Monsieur Hollande now holds the dubious accolade of a 26 per cent approval rating - in which 97 per cent of right wingers responded negatively - thanks to a new poll from French firm BVA. It is the lowest result in the approval rating system’s 32-year-old history.

But in light of the President’s most recent blunder, an immigration row which has left enemies comparing him to an idiotic King Solomon, it is hardly surprising - not least of all because Hollande was bested on this occasion by a 15-year old Roma girl.

The furore began in early October, when teenager Leonarda climbed onto her school bus in the sleepy Doubs region of eastern France, anticipating a day like any other. Instead the Kosovo-born Roma, who had fled to France with her family, found herself being dragged out of the bus by immigration police as stunned classmates looked on.
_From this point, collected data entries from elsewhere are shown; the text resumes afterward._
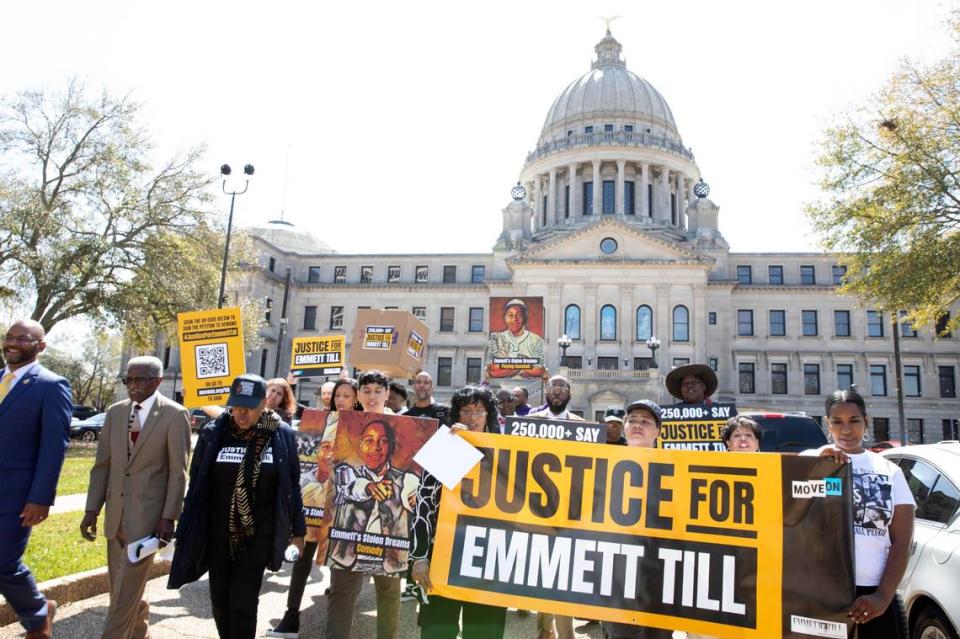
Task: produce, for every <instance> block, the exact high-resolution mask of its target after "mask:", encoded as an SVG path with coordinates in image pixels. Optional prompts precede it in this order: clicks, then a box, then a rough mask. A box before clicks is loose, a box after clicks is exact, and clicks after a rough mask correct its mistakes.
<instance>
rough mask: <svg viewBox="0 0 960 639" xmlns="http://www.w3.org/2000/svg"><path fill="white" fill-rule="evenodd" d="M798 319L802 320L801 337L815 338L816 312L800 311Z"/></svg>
mask: <svg viewBox="0 0 960 639" xmlns="http://www.w3.org/2000/svg"><path fill="white" fill-rule="evenodd" d="M800 317H801V319H802V320H803V336H804V337H816V336H817V312H816V311H800Z"/></svg>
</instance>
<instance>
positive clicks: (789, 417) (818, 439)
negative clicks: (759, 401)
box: [738, 413, 827, 453]
mask: <svg viewBox="0 0 960 639" xmlns="http://www.w3.org/2000/svg"><path fill="white" fill-rule="evenodd" d="M738 415H740V416H741V417H749V418H750V419H752V420H753V421H755V422H757V424H759V425H760V431H761V433H762V434H763V435H762V439H761V440H760V450H761V451H764V452H768V453H799V452H801V451H804V450H807V449H810V448H820V447H821V446H824V445H826V443H827V438H826V436H825V435H824V434H823V430H822V429H821V428H820V424H818V423H817V420H815V419H814V418H812V417H810V416H808V415H801V414H799V413H738Z"/></svg>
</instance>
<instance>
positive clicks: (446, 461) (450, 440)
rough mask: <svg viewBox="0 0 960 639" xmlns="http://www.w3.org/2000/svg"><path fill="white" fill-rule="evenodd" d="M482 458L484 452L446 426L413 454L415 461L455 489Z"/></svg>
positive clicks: (433, 436) (449, 486) (430, 472)
mask: <svg viewBox="0 0 960 639" xmlns="http://www.w3.org/2000/svg"><path fill="white" fill-rule="evenodd" d="M481 459H483V453H481V452H480V451H479V450H477V449H476V448H474V447H473V446H472V445H470V444H469V443H468V442H467V440H465V439H463V438H462V437H460V436H459V435H457V434H456V433H454V432H453V431H452V430H450V429H449V428H448V427H446V426H441V427H440V428H438V429H437V432H436V433H434V434H433V437H431V438H430V439H428V440H427V443H425V444H424V445H423V446H422V447H421V448H420V450H419V451H417V454H416V455H414V456H413V461H415V462H417V463H418V464H420V465H421V466H423V468H424V469H425V470H426V471H427V472H428V473H430V474H431V475H433V476H434V477H436V478H437V479H439V480H440V483H441V484H443V485H444V486H446V487H447V488H448V489H449V490H453V488H454V487H455V486H456V485H457V484H458V483H460V480H461V479H463V478H464V476H465V475H466V474H467V473H469V472H470V469H471V468H473V467H474V466H476V465H477V464H478V463H479V462H480V460H481Z"/></svg>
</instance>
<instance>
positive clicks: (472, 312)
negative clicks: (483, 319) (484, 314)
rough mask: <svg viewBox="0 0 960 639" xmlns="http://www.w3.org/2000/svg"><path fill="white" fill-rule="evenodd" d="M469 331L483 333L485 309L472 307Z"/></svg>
mask: <svg viewBox="0 0 960 639" xmlns="http://www.w3.org/2000/svg"><path fill="white" fill-rule="evenodd" d="M468 330H469V331H470V332H471V333H482V332H483V307H480V306H471V307H470V322H469V329H468Z"/></svg>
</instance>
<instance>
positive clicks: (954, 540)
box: [881, 442, 960, 639]
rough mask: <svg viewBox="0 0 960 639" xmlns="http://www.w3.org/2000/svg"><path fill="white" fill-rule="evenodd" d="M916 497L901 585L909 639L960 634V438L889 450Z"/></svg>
mask: <svg viewBox="0 0 960 639" xmlns="http://www.w3.org/2000/svg"><path fill="white" fill-rule="evenodd" d="M881 454H882V455H883V456H884V457H886V458H887V459H890V460H892V461H894V462H896V463H897V464H898V465H899V466H900V468H901V469H903V474H904V476H905V477H906V479H907V484H909V485H910V491H911V492H912V493H913V498H914V499H915V500H916V501H917V515H916V523H915V525H914V529H913V544H912V546H911V552H910V563H908V564H907V571H906V573H905V574H904V576H903V581H902V582H901V583H900V594H901V595H902V596H903V601H904V604H905V605H906V608H907V615H908V618H909V620H910V637H911V639H957V637H958V636H960V587H958V584H960V442H941V443H939V444H928V445H924V446H905V447H902V448H891V449H889V450H885V451H883V452H882V453H881Z"/></svg>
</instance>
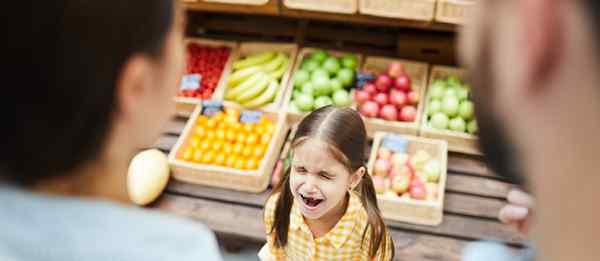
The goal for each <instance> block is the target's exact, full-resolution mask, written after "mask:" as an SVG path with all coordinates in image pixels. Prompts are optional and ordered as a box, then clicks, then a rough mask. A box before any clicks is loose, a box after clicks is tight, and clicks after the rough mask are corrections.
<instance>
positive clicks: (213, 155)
mask: <svg viewBox="0 0 600 261" xmlns="http://www.w3.org/2000/svg"><path fill="white" fill-rule="evenodd" d="M214 160H215V152H214V151H212V150H209V151H207V152H204V153H203V154H202V163H204V164H211V163H213V161H214Z"/></svg>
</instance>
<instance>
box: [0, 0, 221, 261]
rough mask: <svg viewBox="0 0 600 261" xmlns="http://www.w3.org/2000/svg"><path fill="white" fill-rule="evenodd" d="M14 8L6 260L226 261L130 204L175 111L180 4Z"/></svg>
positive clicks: (24, 7) (190, 238) (201, 227)
mask: <svg viewBox="0 0 600 261" xmlns="http://www.w3.org/2000/svg"><path fill="white" fill-rule="evenodd" d="M16 5H28V6H21V7H18V6H14V5H11V7H10V8H7V9H5V10H4V13H5V14H6V16H5V19H6V20H7V23H4V26H6V27H7V28H8V33H7V36H8V37H7V39H6V40H5V41H4V44H7V45H8V48H7V49H5V54H6V55H5V56H4V57H3V59H2V60H3V61H2V62H3V63H4V64H5V65H4V66H3V67H4V68H9V71H4V72H3V80H4V81H5V83H8V84H6V85H4V87H5V92H4V93H3V95H2V98H3V106H6V107H7V108H6V109H4V110H2V113H4V114H3V116H4V117H2V118H3V119H9V120H12V119H14V121H12V122H11V121H9V122H8V124H5V125H4V126H3V127H2V128H1V130H0V131H1V136H2V137H3V138H4V139H5V141H4V142H3V144H2V145H3V147H2V150H0V180H1V181H0V184H1V185H0V231H1V232H0V260H56V261H59V260H60V261H65V260H220V256H219V252H218V247H217V245H216V241H215V237H214V235H213V234H212V232H211V231H210V230H208V229H207V228H206V227H204V226H203V225H201V224H197V223H192V222H191V221H187V220H183V219H179V218H176V217H170V216H167V215H164V214H159V213H152V212H149V211H145V210H141V209H136V208H129V207H127V205H126V202H127V201H128V198H127V193H126V186H125V182H126V173H127V167H128V164H129V161H130V160H131V158H132V157H133V155H134V154H135V153H136V152H137V151H139V150H140V149H142V148H145V147H148V146H150V145H151V144H152V143H153V142H154V141H155V140H156V139H157V138H158V137H159V135H160V131H161V128H162V126H163V124H164V123H165V122H166V121H168V119H169V118H170V117H171V116H172V114H173V113H174V104H173V101H172V98H171V97H173V95H175V93H176V91H177V87H178V82H179V80H180V78H181V75H182V71H183V62H184V47H183V32H184V27H185V17H184V13H183V10H181V8H180V7H179V6H178V5H177V3H176V1H172V0H152V1H139V0H132V1H106V0H105V1H81V0H79V1H77V0H63V1H35V2H34V1H28V2H27V3H26V2H24V1H18V2H17V3H16ZM24 11H30V12H31V13H30V15H31V17H27V16H26V13H24ZM28 20H30V21H28ZM17 55H18V56H19V57H16V56H17ZM25 74H26V75H28V77H26V78H24V77H23V75H25ZM15 83H17V84H15Z"/></svg>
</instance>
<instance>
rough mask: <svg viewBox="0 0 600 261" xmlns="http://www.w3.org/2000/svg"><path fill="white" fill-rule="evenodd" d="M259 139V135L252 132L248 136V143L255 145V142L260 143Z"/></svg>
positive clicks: (248, 144)
mask: <svg viewBox="0 0 600 261" xmlns="http://www.w3.org/2000/svg"><path fill="white" fill-rule="evenodd" d="M258 139H259V137H258V135H256V134H255V133H250V134H248V136H247V137H246V144H248V145H254V144H256V143H258Z"/></svg>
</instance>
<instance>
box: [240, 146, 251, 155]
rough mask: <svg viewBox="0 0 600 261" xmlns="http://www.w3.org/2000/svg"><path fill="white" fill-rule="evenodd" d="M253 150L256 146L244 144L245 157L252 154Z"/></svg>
mask: <svg viewBox="0 0 600 261" xmlns="http://www.w3.org/2000/svg"><path fill="white" fill-rule="evenodd" d="M252 152H254V148H253V147H252V146H244V149H243V150H242V156H244V157H246V158H247V157H250V156H252Z"/></svg>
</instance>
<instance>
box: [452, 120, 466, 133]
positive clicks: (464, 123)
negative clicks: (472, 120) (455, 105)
mask: <svg viewBox="0 0 600 261" xmlns="http://www.w3.org/2000/svg"><path fill="white" fill-rule="evenodd" d="M448 128H449V129H450V130H453V131H458V132H465V131H466V130H467V123H466V122H465V120H464V119H463V118H461V117H456V118H454V119H451V120H450V122H449V123H448Z"/></svg>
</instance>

Within hours she was on a plane back to Kosovo with the rest of her family in tow - they had all been living illegally in France, which lists around 20,000 Romas among its population, for five years.

The spectacle was supposed to be part of a crackdown on illegal immigrants - the government’s desperate attempt to look tough on an issue driving scores of French voters to the extreme right.

Instead it dealt a devastating blow to the government's credibility, rendering it divided and incompetent in the eyes of voters.

The notion that a young girl, French or otherwise, could be seized from a bus on the way to a school trip sent shockwaves across the nation. France’s Socialist Party-led government appeared to have crossed a rubicon by allowing police to violate the safe haven of schools, many of which bear the Revolutionary motto “Freedom, Equality and Brotherhood” above their gates. Within days of the teenager’s story hitting the news, students were swarming around the capital, protesting in the street and blocking schools in a bid to make the government overturn the decision.

Yet outside universities and the corridors of power, few seemed to agree - while the President’s political enemies circled around the Assemblé Nationale, a poll emerged showing nearly 80 per cent of the French population were unconcerned by Leonarda’s deportation. Other reports suggested the teenager was less than enamoured with the French school system anyway - she had played truant for over twenty days that year.

By either reversing the deportation or sticking by it, Hollande was certain to disappoint someone; somehow he managed to disappoint everyone: Leonarda is welcome to resume her studies in France, he said, but she must return alone.

It was supposed to be a cunning political manoeuvre, satisfying the demands of the leftist wing of his party as well as students on the streets. But it has only served to paint a farcical picture of Hollande’s government, where infighting and indecisiveness is now the norm. What should have been hailed as a judgement of Solomon on Hollande’s part left him humiliated after Leonarda, who was watching the address in Kosovo on a journalist's phone, immediately threw the offer back in his face.

This “Hollandaise compromise” - as his limp attempt to please everyone has since been dubbed - has also left the goal posts wide open for the emerging National Front, who now claim that Roma illegals will be their key issue in the upcoming municipal elections.

But what is perhaps most deplorable about this episode is not the ammunition it has handed to Marine Le Pen and her party, it is confirmation of just how apathetic Hollande must feel towards his own policies, another example of the President abandoning ship at the first sign of troubled waters.